O mercado físico do boi gordo foi pautado por um movimento mais acomodado nos negócios em agosto.
Segundo o analista de Safras & Mercado Fernando Iglesias, o mês iniciou com preços aquecidos na compra de gado, mas foram cedendo ao longo das semanas em meio à incidência de animais de parceria e a utilização de confinamentos próprios pela indústria frigorífica, em especial as de maior porte.
“Isso permitiu uma boa composição das escalas de abate. Ainda assim, a média de preços nas praças em agosto ficou acima da verificada no fechamento de julho”, contextualiza.
Para o mês de setembro, Iglesias sinaliza que o mercado tende a trabalhar com uma maior possibilidade de alta no preço da arroba.
“Esse movimento pode ser pautado por um avanço nas vendas de cortes do dianteiro bovino do Brasil aos Estados Unidos com a flexibilização de tarifas válidas pelos próximos três meses para um volume de 300 mil toneladas.”

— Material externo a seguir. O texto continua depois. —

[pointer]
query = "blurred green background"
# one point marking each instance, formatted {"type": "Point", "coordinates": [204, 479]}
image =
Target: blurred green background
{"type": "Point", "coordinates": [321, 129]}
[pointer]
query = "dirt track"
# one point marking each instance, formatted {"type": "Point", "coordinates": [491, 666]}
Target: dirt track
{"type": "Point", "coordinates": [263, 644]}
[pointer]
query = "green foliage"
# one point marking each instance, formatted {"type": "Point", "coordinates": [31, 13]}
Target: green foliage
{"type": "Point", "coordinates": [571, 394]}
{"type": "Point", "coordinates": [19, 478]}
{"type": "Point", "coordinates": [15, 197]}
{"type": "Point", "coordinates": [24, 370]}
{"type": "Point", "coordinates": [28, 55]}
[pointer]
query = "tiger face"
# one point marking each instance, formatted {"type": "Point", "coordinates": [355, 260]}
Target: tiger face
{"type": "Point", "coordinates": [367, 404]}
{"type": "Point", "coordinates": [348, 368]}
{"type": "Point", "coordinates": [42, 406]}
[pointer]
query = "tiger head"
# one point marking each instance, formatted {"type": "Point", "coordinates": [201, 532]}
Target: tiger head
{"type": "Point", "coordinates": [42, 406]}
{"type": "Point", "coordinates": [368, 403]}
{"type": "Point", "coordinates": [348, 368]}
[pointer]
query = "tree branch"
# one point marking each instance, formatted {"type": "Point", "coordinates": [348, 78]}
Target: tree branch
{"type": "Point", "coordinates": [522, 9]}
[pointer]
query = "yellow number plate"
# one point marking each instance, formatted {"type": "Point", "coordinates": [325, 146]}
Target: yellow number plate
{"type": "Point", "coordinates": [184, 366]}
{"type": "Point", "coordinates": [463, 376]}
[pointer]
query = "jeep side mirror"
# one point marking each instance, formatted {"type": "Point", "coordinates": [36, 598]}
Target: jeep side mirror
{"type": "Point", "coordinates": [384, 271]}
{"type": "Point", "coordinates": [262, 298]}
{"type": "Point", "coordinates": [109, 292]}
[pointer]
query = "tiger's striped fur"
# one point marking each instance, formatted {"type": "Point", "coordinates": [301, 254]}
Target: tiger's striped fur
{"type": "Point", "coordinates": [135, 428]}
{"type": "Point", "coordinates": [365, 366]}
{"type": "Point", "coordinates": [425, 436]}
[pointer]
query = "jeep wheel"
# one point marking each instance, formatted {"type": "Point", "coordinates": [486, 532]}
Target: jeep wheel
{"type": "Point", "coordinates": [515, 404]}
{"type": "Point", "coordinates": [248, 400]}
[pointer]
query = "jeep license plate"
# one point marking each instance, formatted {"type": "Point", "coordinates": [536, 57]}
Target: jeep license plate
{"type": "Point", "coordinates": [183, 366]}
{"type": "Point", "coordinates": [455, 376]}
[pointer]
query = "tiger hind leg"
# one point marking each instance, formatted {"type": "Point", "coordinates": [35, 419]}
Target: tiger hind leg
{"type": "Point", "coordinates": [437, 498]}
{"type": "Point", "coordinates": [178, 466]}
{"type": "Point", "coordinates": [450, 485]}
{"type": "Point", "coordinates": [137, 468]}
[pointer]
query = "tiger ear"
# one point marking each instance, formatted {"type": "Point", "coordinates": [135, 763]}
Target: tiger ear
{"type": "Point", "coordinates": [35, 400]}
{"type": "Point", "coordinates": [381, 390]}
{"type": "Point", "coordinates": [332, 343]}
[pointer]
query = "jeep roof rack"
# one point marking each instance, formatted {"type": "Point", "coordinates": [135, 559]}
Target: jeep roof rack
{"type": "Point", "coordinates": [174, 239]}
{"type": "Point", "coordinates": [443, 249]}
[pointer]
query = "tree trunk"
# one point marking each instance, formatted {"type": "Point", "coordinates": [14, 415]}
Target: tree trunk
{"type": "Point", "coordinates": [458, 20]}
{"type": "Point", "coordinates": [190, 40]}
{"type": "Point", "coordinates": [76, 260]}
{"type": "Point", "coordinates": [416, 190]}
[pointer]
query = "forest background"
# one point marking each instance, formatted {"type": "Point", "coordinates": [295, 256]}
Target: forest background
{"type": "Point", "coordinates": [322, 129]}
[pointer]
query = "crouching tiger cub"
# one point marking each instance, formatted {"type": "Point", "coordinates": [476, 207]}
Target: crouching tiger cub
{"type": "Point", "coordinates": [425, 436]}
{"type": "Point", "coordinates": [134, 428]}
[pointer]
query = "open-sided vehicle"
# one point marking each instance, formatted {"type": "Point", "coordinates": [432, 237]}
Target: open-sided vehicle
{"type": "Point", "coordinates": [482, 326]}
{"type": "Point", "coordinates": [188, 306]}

Ainda assim, o analista reforça que não há espaço para movimentos explosivos de avanços nas cotações, uma vez que passou a valer nesta última quinta-feira (3) a interrupção dos embarques brasileiros de carne bovina para a União Europeia, devido às mudanças nas normas sanitárias com relação ao uso de antimicrobianos.

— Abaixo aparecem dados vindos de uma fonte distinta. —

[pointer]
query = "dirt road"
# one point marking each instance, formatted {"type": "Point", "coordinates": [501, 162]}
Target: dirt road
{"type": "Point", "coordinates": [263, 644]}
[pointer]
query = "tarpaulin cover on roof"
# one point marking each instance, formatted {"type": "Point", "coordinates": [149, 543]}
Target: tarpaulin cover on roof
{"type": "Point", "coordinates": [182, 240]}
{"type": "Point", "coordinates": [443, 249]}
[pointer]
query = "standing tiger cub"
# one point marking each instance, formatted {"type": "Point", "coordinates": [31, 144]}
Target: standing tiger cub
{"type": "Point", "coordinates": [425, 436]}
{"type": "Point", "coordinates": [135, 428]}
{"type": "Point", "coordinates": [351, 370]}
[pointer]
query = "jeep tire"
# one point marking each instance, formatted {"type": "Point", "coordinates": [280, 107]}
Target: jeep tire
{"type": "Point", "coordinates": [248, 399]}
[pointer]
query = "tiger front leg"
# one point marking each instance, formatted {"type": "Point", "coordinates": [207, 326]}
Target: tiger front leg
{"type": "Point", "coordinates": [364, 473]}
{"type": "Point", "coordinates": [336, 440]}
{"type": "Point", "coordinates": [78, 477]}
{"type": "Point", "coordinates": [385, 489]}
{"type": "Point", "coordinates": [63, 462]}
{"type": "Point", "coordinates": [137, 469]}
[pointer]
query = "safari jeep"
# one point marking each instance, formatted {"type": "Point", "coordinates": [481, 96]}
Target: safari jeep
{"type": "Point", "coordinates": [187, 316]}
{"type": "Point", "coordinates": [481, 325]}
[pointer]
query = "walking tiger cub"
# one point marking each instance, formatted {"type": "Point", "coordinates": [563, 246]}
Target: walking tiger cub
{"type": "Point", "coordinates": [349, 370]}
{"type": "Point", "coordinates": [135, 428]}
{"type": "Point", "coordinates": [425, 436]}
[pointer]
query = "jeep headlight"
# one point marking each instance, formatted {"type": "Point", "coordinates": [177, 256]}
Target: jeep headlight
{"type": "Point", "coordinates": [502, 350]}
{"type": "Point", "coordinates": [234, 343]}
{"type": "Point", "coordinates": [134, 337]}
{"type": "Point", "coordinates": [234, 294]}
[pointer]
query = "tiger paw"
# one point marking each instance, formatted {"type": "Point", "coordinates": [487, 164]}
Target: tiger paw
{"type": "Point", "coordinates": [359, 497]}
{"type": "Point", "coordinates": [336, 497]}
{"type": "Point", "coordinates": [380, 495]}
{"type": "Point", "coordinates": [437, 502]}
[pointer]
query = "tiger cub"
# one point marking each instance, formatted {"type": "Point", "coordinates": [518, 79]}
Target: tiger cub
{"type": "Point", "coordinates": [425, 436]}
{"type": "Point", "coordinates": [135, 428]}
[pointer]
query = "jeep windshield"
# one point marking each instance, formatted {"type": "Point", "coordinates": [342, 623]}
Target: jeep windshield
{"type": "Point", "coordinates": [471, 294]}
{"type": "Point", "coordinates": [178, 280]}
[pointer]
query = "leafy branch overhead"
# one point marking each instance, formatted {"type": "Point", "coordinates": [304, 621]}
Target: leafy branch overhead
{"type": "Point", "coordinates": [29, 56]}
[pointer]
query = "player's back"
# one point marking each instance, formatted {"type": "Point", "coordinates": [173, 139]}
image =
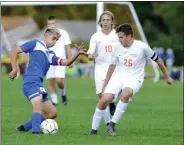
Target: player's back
{"type": "Point", "coordinates": [132, 60]}
{"type": "Point", "coordinates": [104, 46]}
{"type": "Point", "coordinates": [59, 47]}
{"type": "Point", "coordinates": [40, 58]}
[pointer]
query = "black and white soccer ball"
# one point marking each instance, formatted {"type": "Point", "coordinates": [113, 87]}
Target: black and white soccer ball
{"type": "Point", "coordinates": [49, 126]}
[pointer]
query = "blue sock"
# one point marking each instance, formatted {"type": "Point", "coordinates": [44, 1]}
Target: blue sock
{"type": "Point", "coordinates": [63, 92]}
{"type": "Point", "coordinates": [28, 125]}
{"type": "Point", "coordinates": [37, 119]}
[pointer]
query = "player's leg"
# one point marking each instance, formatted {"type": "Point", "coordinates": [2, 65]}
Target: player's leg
{"type": "Point", "coordinates": [102, 110]}
{"type": "Point", "coordinates": [37, 116]}
{"type": "Point", "coordinates": [34, 92]}
{"type": "Point", "coordinates": [60, 77]}
{"type": "Point", "coordinates": [128, 90]}
{"type": "Point", "coordinates": [48, 109]}
{"type": "Point", "coordinates": [99, 85]}
{"type": "Point", "coordinates": [52, 90]}
{"type": "Point", "coordinates": [51, 84]}
{"type": "Point", "coordinates": [61, 86]}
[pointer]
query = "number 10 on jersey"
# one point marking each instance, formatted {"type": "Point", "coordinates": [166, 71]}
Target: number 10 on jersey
{"type": "Point", "coordinates": [108, 48]}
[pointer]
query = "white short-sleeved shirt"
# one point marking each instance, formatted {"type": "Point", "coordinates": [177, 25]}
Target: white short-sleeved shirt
{"type": "Point", "coordinates": [59, 47]}
{"type": "Point", "coordinates": [131, 61]}
{"type": "Point", "coordinates": [102, 45]}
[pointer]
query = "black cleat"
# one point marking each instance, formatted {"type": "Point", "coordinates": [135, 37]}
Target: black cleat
{"type": "Point", "coordinates": [111, 130]}
{"type": "Point", "coordinates": [37, 133]}
{"type": "Point", "coordinates": [20, 128]}
{"type": "Point", "coordinates": [54, 104]}
{"type": "Point", "coordinates": [64, 100]}
{"type": "Point", "coordinates": [93, 132]}
{"type": "Point", "coordinates": [112, 107]}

O mercado vislumbra uma possibilidade de preços melhores para arroba do boi mais para o final do ano, quando os frigoríficos começarem a fechar negócios voltados a atender novamente a China, visando o preenchimento da cota de exportação destinada ao Brasil em 2027″, destaca.

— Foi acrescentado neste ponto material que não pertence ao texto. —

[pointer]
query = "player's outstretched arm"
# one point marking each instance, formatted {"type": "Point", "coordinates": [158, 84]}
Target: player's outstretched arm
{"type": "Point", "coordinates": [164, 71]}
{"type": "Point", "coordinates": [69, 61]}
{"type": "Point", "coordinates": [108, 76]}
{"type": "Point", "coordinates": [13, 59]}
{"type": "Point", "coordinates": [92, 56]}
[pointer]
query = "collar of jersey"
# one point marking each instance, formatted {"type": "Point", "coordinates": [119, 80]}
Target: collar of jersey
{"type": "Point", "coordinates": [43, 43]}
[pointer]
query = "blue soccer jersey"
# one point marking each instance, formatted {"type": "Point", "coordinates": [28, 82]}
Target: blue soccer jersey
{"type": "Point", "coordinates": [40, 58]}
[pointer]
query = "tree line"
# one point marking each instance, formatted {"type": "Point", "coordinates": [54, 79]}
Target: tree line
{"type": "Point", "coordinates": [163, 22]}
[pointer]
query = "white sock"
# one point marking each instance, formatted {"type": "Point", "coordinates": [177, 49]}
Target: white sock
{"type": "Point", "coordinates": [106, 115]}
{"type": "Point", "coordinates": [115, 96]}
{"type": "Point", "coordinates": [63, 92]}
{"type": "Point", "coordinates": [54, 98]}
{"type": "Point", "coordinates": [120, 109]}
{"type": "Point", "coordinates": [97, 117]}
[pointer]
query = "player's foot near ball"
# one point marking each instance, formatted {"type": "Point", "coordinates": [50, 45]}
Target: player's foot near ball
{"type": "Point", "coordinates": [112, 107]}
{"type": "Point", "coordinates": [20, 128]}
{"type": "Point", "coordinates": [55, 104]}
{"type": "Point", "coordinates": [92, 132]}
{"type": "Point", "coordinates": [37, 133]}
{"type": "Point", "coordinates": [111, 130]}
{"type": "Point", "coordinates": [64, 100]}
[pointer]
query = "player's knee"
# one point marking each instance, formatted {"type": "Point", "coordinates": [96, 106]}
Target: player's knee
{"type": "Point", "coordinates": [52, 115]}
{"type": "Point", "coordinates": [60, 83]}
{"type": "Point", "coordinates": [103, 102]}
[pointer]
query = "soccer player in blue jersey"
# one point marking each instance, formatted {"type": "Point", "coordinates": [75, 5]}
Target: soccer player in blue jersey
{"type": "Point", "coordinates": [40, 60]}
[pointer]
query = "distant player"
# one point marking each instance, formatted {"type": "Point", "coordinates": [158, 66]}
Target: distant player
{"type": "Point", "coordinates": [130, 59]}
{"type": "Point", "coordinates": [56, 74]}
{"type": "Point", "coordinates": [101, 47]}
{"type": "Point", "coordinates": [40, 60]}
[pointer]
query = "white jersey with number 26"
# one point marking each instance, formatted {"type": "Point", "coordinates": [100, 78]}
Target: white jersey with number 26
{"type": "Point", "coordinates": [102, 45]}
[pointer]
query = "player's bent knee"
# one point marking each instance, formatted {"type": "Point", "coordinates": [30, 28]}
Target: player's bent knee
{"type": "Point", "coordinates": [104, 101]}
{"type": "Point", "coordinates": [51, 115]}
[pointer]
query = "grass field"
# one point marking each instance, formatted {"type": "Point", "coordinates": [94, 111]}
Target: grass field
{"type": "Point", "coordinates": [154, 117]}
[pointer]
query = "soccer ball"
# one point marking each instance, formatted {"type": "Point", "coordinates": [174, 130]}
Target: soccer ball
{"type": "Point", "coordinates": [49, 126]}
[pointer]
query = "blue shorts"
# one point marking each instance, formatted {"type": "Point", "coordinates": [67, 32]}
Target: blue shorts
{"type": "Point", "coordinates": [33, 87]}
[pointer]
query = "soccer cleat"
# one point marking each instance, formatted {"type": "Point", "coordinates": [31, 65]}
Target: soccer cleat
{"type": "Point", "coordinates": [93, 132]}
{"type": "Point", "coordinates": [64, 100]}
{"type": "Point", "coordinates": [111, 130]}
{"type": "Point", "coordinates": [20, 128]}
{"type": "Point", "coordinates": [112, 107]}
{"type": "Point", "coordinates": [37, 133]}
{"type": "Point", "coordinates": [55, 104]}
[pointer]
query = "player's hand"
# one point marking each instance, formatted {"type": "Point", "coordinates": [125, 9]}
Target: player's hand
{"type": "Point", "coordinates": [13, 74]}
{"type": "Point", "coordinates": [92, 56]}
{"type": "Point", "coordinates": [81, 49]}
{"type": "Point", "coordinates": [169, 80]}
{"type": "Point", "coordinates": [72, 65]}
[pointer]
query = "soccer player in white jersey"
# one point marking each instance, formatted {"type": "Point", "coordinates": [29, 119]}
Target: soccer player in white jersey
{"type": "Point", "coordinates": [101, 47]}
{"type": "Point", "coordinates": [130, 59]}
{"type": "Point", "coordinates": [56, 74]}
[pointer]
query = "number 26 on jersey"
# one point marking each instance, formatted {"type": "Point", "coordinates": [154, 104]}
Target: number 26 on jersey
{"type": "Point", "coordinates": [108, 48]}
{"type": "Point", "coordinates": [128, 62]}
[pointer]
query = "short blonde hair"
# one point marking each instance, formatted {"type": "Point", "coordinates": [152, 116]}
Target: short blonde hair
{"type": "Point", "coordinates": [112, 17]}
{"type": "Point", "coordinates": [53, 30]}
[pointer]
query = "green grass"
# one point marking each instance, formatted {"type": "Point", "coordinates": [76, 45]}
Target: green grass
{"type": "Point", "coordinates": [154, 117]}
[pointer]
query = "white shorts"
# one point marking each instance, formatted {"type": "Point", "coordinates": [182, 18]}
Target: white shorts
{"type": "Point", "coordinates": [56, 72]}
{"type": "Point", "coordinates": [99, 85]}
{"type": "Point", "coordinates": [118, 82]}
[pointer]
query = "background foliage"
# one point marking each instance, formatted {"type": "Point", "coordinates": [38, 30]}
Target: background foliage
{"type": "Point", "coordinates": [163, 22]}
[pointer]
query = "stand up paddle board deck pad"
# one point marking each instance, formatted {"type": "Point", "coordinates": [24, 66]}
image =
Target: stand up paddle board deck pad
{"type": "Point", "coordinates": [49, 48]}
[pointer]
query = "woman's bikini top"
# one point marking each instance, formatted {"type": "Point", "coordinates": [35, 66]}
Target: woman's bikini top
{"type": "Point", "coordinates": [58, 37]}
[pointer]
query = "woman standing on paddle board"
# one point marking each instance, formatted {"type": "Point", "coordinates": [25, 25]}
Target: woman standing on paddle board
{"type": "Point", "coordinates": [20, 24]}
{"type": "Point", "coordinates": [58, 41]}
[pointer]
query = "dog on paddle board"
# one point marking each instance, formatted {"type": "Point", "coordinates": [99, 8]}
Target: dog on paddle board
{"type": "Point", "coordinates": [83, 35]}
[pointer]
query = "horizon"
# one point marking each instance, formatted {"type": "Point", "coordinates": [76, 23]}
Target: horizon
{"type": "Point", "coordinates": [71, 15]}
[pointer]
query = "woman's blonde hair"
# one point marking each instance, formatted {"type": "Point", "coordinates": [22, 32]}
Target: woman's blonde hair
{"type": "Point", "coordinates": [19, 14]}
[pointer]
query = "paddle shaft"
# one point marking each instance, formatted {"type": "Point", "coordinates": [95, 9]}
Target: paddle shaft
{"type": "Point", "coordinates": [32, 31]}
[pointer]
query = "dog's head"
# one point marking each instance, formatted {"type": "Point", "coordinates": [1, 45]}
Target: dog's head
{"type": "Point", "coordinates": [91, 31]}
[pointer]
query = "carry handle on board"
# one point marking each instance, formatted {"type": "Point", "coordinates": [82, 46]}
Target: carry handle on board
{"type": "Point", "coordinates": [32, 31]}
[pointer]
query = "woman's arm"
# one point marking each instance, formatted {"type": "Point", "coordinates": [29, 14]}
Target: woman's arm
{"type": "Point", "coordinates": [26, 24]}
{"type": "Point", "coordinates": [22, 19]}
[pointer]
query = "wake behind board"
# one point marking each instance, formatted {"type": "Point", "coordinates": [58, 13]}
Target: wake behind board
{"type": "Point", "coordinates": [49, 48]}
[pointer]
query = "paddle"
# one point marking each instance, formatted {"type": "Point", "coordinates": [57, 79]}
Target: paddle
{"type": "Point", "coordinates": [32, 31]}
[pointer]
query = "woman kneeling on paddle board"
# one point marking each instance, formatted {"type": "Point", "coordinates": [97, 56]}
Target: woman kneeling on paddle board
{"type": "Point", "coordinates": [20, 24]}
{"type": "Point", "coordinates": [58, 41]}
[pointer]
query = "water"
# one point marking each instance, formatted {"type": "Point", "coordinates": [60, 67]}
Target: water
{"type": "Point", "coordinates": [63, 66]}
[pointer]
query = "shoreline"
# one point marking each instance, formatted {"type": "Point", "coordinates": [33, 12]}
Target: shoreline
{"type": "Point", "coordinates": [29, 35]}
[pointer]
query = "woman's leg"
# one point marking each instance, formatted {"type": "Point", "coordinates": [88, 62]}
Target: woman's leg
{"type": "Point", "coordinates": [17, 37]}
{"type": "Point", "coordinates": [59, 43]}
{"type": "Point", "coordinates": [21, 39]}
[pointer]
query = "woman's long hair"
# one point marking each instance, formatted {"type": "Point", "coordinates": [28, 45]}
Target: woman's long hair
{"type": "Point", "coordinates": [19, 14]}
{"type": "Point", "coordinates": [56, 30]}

Variação da arroba entre julho e agosto
Os valores do boi gordo, na modalidade a prazo, estavam assim no dia 31 de agosto ante o final de julho:
São Paulo (Capital): R$ 345, queda de 1,43% frente aos R$ 350,00 praticados em 31 de julho
Goiás (Goiânia): R$ 335, alta de 3,08% ante os R$ 325 registrados no final do mês retrasado
Minas Gerais (Uberaba): R$ 335, avanço de 3,08% em comparação aos R$ 325 praticados no final do mês de julho
Mato Grosso do Sul (Dourados): R$ 345, ganho de 3% frente aos R$ 335 registrados no encerramento de julho
Mato Grosso (Cuiabá): R$ 330, alta de 1,54% ante os R$ 325 registrados no encerramento do mês retrasado
Rondônia (Vilhena): R$ 333, valorização de 2,46% perante os R$ 325 praticados no fechamento de julho
Preços no atacado
O mercado atacadista registrou preços de estáveis a mais baixos durante o mês de agosto. Iglesias ressalta que o setor enfrentou uma forte concorrência com outras proteínas animais ao longo do mês, como as carnes suína e de frango.
O quarto do dianteiro do boi foi cotado a R$ 20 por quilo, sem mudanças frente ao valor praticado no final de julho. Já o quarto do traseiro bovino foi precificado a R$ 26 por quilo, baixa de 1,89% ante os R$ 26,50 registrados no final do mês retrasado.
O analista de Safras & Mercado ressalta que para a primeira quinzena de setembro é esperada uma sinalização de melhora nos preços dos cortes do traseiro e do dianteiro bovinos, em meio à tradicional demanda mais aquecida no período, com a entrada de salários aquecendo a economia.